On 20 January, ESA’s Rosetta spacecraft emerged from a 31-month hibernation on the final leg of its 10-year journey to comet 67P/Churyumov–Gerasimenko. Just like the spacecraft, the mission’s target is also now emerging from hibernation.
For the last few months, the comet has been behind the Sun from our vantage point on Earth. But in late February, the Very Large Telescope of the European Southern Observatory in Chile resumed observations – its last look was on 5 October 2013.
The image presented here was taken on the night of the 27 February (09:30 GMT on 28 February). The image on the left was created by stacking individual exposures to show the background stars. These were then shifted to compensate for the motion of the comet, which appears as a small dot right on top of one of the stars (at the centre of the circle). The image on the right shows the comet when the star trails have been subtracted.
The observatory is collaborating with ESA to monitor the four kilometre-wide comet from the ground to help refine Rosetta’s navigation and to make assessments of the comet’s activity prior to the spacecraft’s arrival in August.
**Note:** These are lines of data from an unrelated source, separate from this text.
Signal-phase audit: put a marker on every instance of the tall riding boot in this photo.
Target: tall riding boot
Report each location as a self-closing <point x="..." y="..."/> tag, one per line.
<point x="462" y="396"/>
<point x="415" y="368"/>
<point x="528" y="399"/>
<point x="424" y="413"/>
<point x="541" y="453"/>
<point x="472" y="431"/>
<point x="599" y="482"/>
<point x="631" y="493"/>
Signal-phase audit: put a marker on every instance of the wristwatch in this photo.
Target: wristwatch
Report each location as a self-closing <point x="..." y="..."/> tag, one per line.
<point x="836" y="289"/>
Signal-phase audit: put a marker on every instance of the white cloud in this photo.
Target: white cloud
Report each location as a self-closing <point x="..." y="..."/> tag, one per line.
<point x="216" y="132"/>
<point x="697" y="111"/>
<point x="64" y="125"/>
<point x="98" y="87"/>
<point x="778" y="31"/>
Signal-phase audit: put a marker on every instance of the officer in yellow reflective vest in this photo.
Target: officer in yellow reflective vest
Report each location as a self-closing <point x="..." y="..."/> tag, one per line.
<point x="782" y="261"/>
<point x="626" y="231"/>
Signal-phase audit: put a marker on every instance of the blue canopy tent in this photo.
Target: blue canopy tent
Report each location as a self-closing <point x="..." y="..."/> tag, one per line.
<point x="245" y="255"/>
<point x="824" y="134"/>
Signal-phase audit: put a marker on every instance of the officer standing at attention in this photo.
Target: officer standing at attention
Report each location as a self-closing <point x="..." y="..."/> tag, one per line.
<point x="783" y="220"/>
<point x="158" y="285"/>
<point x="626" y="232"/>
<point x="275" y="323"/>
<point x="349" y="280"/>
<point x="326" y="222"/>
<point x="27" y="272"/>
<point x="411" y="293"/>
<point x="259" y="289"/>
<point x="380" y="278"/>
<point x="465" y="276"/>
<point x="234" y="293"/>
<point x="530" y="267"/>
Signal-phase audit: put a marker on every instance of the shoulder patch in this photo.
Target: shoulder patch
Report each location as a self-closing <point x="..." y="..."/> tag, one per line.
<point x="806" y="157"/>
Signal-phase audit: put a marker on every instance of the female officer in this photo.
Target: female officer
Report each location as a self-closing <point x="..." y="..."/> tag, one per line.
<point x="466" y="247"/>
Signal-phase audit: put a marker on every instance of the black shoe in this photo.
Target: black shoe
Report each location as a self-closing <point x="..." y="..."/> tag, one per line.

The comet is about 50% brighter than when it was last observed. Although it is also now nearer to Earth, it has brightened faster than expected for an inactive comet of this size, suggesting that its icy nucleus has started to evaporate as it moves gradually closer to the Sun.
The comet travels around the Sun between the orbits of Jupiter and Earth; its closest approach to the Sun, in August 2015, is at a distance of 185 million kilometres.
Rosetta will be the first mission to make continuous measurements at close-quarters of how a comet’s activity changes as it journeys around the Sun.